Savoir faire des concessions mineures pour calmer les mécontentements

 

 

Côte d'Ivoire Man 4

Tout se déroule le mieux du monde au début de l’atelier pendant la présentation des résultats des enquêtes et la discussion qui suit. Jusqu’au moment ou un des participants, après avoir posé une question sur la méthodologie d’enquête utilisée, fait part de son inquiétude concernant les questions d’hébergement et de restauration et demande que les responsables de l’atelier fassent connaître les dispositions prévues !

Aïe ! Cela sent le roussi, d’autant qu’au cours de la pause du matin, les participants avaient déjà constitué de petits groupes de discussion très agités. Les fauves sont lâchés, la curée commence !

Le responsable ivoirien prend la parole, commence par se moquer de l’interlocuteur parce qu’il n’a pas écouté, ou pas compris, ou pas voulu comprendre, le début de l’exposé dans lequel nous expliquions comment nous avions procédé. Le dompteur a sorti sa cravache, ça claque dans les airs, le fauve qui montrait les crocs recule face au dompteur, il se fait tout petit. Le public suit le numéro en changeant progressivement de camp, du fauve au dompteur. Alors, magnanime, le dompteur annonce à forte et intelligible voix : « A midi, nous vous invitons à déjeuner et je vous y expliquerai comment nous allons faire… ». Silence dans les rangs, un ange passe, puis deux… et il enchaîne, faussement naïf : « D’autres questions sur l’exposé ? ».

A midi, des minibus nous conduisent dans un restaurant du centre ville où nous sommes servis sous une vaste paillote. Notre responsable se garde bien d’affronter tout de suite ses fauves qui pour l’instant filent doux. Il attend son heure, la fin du repas quand les estomacs sont repus et que chacun souhaite pouvoir faire une petite sieste. Il sort alors l’artillerie lourde en proposant tout de go aux participants de choisir entre deux solutions : soit, il s’occupe de tout, hébergement et repas, soit il donne 5 000 francs par jour à chacun des participants. Au passage, je note qu’il a doublé la somme qu’il avait initialement proposée ! Si le rapport de force semble être en sa faveur, une somme trop faible aurait eu tôt fait de le retourner brutalement. Il faut savoir donner du mou dans la longe. Le calcul est habile, tous demandent à être indemnisés parce que tous ont une petite combine pour être hébergés à Man chez des parents ou des amis ! Le dompteur connaît bien ses fauves et sait les prendre dans le sens du poil. Circulez ! Vous pouvez aller faire la sieste. La question est réglée !

La suite de l’atelier se passe au mieux, avec une très forte participation des invités. Ils sont très attentifs et prennent une part active dans les discussions des groupes de travail.
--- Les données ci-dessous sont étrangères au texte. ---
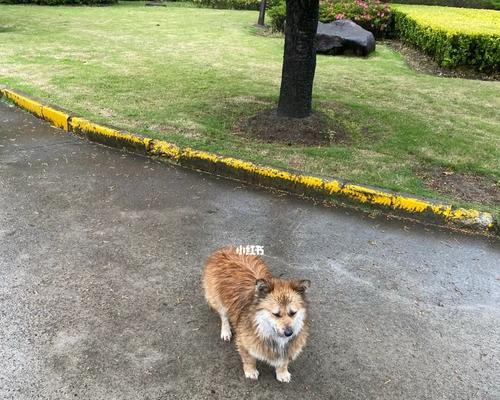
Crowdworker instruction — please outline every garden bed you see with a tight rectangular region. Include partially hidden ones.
[0,5,500,216]
[391,5,500,72]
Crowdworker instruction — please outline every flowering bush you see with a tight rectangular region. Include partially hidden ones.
[269,0,391,37]
[319,0,391,37]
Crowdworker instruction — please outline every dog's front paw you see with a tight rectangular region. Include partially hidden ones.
[276,371,292,382]
[245,368,259,380]
[220,325,232,342]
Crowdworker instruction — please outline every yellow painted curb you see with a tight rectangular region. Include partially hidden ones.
[0,89,69,132]
[0,89,498,234]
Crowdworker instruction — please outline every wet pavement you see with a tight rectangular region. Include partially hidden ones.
[0,102,500,400]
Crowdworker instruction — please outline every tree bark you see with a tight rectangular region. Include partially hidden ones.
[278,0,319,118]
[257,0,267,26]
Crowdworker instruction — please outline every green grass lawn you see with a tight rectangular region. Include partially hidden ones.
[0,4,500,212]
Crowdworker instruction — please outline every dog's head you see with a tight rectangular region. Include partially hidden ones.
[255,279,311,341]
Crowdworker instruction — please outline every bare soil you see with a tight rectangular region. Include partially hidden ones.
[236,109,348,146]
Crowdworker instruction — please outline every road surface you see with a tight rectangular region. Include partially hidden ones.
[0,102,500,400]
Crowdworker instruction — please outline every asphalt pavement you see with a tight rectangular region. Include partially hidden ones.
[0,102,500,400]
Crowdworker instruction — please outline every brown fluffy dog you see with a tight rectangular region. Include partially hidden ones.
[203,248,310,382]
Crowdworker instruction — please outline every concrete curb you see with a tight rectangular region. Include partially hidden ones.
[0,88,500,235]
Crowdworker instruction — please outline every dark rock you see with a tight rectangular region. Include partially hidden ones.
[316,19,375,56]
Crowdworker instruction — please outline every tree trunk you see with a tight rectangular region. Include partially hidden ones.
[257,0,267,26]
[278,0,319,118]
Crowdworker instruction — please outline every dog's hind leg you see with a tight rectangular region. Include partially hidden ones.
[217,306,232,342]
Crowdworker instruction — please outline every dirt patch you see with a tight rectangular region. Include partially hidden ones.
[417,167,500,205]
[384,40,500,81]
[236,110,348,146]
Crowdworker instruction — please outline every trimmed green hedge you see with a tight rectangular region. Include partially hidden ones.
[192,0,260,10]
[392,8,500,72]
[389,0,500,10]
[0,0,118,6]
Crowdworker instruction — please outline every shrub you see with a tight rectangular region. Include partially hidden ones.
[192,0,260,10]
[393,6,500,72]
[268,0,391,37]
[0,0,118,6]
[389,0,500,10]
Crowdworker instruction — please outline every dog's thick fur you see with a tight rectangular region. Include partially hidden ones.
[203,247,310,382]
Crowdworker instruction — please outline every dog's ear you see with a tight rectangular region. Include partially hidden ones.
[255,279,271,297]
[292,279,311,294]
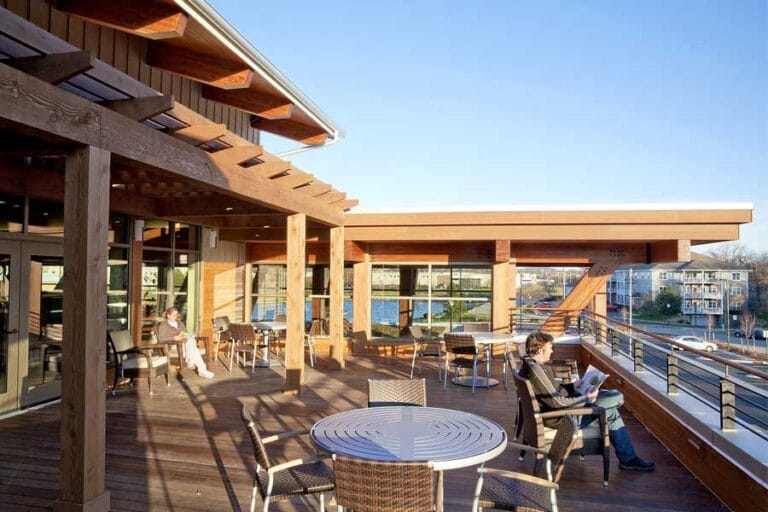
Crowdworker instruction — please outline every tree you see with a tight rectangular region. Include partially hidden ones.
[653,288,682,316]
[739,311,757,350]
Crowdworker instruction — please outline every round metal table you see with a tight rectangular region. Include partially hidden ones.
[309,406,507,510]
[451,331,525,388]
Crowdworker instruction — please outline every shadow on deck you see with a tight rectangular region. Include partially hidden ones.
[0,356,727,512]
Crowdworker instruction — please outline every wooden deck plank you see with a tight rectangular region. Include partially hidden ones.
[0,356,727,512]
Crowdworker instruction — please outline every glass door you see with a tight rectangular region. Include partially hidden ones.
[0,240,21,414]
[19,242,64,407]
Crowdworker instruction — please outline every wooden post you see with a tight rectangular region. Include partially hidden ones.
[129,235,144,345]
[328,226,344,370]
[491,261,509,332]
[53,146,110,512]
[283,213,307,394]
[352,254,371,353]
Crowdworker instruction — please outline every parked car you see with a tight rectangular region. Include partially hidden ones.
[672,336,717,352]
[733,329,768,340]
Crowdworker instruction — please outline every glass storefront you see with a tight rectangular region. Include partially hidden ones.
[371,264,493,337]
[141,219,200,337]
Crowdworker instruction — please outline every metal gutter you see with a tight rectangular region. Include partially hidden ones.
[174,0,344,143]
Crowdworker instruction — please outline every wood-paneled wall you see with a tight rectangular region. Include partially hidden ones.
[0,0,259,143]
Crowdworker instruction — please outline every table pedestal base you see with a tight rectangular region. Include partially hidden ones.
[453,375,499,388]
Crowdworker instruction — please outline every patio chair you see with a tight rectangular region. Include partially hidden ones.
[229,324,268,373]
[472,416,578,512]
[107,330,171,395]
[443,333,488,393]
[212,316,232,368]
[333,455,435,512]
[240,405,334,512]
[512,372,611,486]
[368,379,427,407]
[408,325,447,380]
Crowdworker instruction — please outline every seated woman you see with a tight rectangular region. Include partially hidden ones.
[157,307,213,379]
[520,332,655,471]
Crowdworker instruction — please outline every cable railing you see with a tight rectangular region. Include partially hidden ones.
[577,311,768,440]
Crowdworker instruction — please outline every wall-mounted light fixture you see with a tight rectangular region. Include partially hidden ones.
[208,228,219,249]
[133,219,144,242]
Les débats se centrent sur les difficultés d’accès au foncier entraînant une privatisation progressive des terres, la baisse de fertilité des sols et les difficultés grandissantes d’installation des jeunes d’autant plus préoccupantes qu’avec l’absence d’emplois dans l’administration et en ville, le nombre des jeunes qui reste et cherche une activité au village augmente. Comme à Bouaflé, les participants insistent également sur la nécessaire amélioration des conditions de vie, les villageois demandent des centres de santé, des écoles, l’accès à l’eau et l’électricité, des services publics… Enfin, les changements en cours, modifient profondément les relations entre agents de développement et paysans parce que les exigences sont plus fortes. Les jeunes sont plus instruits, porteurs d’innovations et de changement, les services deviennent payants et, en conséquence, les bénéficiaires sont à la fois plus exigeants sur la qualité des services rendus mais aussi sur leur participation aux décisions qui les concernent.
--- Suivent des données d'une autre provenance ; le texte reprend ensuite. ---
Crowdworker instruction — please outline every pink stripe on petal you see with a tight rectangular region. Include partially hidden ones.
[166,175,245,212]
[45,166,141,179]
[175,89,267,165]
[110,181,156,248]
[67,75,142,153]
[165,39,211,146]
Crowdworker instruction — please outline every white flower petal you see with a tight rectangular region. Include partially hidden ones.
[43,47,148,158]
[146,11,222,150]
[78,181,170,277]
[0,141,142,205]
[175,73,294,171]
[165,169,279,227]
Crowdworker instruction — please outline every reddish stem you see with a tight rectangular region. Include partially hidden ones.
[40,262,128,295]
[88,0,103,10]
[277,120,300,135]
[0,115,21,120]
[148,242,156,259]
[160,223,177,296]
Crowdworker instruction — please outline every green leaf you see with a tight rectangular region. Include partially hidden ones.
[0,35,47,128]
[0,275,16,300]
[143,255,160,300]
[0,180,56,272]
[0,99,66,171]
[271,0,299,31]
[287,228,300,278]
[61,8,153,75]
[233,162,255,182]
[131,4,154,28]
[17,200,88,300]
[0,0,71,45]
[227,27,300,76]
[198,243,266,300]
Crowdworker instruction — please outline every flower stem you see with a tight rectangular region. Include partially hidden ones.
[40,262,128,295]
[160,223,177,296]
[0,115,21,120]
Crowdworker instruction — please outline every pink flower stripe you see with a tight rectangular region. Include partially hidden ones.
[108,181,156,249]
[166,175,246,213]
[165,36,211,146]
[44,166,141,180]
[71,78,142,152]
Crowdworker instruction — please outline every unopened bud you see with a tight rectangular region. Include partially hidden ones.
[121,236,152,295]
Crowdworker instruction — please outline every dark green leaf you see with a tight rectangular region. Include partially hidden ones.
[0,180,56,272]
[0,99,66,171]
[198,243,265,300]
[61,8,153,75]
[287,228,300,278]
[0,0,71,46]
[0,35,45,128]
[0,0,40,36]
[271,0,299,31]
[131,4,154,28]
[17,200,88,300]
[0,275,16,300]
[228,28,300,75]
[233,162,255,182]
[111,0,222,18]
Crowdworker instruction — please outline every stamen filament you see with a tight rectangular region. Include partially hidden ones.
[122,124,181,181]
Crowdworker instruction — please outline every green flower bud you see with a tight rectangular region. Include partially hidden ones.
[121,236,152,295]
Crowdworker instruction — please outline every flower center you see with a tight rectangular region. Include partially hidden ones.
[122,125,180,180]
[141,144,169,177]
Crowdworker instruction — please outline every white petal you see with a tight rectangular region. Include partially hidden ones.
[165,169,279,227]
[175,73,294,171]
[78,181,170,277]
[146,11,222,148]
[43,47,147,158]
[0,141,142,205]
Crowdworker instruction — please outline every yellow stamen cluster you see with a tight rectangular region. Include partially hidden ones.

La formation n’est plus pensée comme un moyen pour les jeunes d’accéder à un bon poste dans la fonction publique, avec un salaire régulier. Chacun sait désormais que ces emplois seront plus rares et la formation acquiert doucement un autre statut, celui d’un outil pour l’appui à la réalisation de ses projets pour l’amélioration des revenus.
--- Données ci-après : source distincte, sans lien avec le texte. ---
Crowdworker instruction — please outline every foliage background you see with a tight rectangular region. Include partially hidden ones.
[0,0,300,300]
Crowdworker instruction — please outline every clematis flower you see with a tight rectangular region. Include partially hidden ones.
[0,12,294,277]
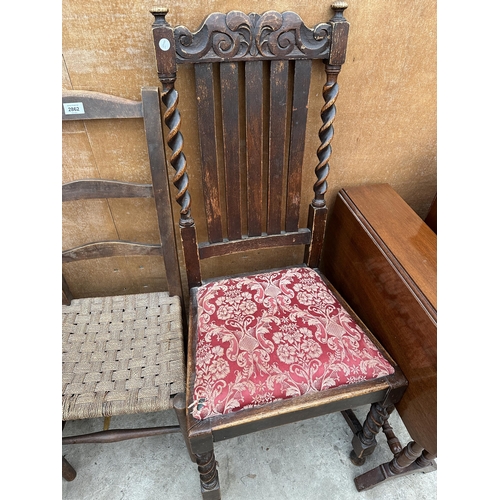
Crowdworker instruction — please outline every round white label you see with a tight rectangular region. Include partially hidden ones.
[158,38,170,51]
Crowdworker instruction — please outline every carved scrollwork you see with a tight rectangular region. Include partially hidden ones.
[174,11,332,62]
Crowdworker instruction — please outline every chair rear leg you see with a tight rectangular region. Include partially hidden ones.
[174,392,196,462]
[196,450,220,500]
[354,441,437,491]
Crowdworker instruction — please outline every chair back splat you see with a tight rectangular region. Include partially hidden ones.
[153,3,349,287]
[152,1,407,500]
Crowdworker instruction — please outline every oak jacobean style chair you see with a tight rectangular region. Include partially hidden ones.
[62,87,186,481]
[152,1,407,500]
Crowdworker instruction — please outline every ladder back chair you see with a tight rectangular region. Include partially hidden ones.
[152,1,407,500]
[62,87,186,480]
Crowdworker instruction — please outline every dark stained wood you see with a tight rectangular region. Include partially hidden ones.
[267,61,288,234]
[181,224,201,288]
[321,185,437,454]
[170,11,334,63]
[62,425,180,445]
[195,63,223,243]
[245,61,264,236]
[354,441,437,491]
[285,60,312,231]
[425,194,437,234]
[148,7,407,500]
[62,276,73,306]
[199,229,311,259]
[62,179,153,201]
[220,63,241,240]
[304,204,328,267]
[141,87,183,297]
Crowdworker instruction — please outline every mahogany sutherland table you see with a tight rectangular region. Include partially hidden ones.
[322,184,437,491]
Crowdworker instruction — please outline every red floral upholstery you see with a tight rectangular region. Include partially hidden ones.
[192,267,394,420]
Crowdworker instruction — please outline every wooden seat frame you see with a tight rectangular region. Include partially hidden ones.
[62,87,193,481]
[152,1,407,500]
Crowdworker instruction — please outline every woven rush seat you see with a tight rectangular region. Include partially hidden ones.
[192,267,394,420]
[62,292,185,420]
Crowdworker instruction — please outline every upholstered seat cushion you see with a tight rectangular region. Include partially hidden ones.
[191,267,394,420]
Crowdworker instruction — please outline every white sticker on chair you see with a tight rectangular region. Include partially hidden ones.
[158,38,170,52]
[63,102,85,115]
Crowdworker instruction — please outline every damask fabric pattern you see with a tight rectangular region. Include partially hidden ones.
[192,267,394,420]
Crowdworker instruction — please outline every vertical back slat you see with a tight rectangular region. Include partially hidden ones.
[220,63,241,240]
[194,63,223,243]
[285,59,312,231]
[245,61,264,236]
[267,61,288,234]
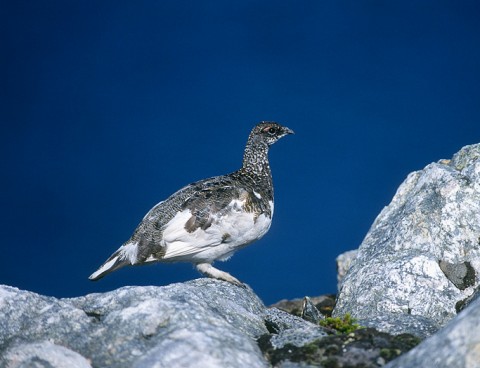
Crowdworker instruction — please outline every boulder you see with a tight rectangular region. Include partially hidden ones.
[385,299,480,368]
[333,144,480,336]
[0,279,268,367]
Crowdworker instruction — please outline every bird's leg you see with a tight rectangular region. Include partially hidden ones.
[195,263,245,287]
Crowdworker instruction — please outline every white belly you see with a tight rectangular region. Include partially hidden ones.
[162,203,273,263]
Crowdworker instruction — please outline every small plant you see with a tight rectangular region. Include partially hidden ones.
[320,313,362,334]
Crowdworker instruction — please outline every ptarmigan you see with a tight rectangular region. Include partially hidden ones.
[89,122,293,285]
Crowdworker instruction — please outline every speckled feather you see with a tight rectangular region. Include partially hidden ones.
[90,122,293,284]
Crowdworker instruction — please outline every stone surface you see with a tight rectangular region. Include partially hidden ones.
[265,308,328,349]
[0,341,91,368]
[386,299,480,368]
[0,279,267,367]
[260,328,419,368]
[334,144,480,333]
[270,294,335,317]
[335,249,358,290]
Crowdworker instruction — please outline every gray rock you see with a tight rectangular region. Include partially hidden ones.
[334,144,480,333]
[335,249,358,290]
[265,308,327,349]
[0,341,92,368]
[0,279,267,367]
[301,296,325,325]
[385,299,480,368]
Nous marquons enfin un grand coup médiatique en annonçant que seront distribués les actes de l’atelier une demi-heure après la clôture de sa dernière séance ! En conséquence, personne ne part avant la fin et tous les participants attendent bien sagement l’arrivée des photocopies. Ils se ruent dessus quand elles arrivent comme la misère sur le pauvre monde ! En une minute la pile est réduite à sa plus simple expression, nous arrivons tout juste à sauver deux ou trois exemplaires pour nos archives personnelles.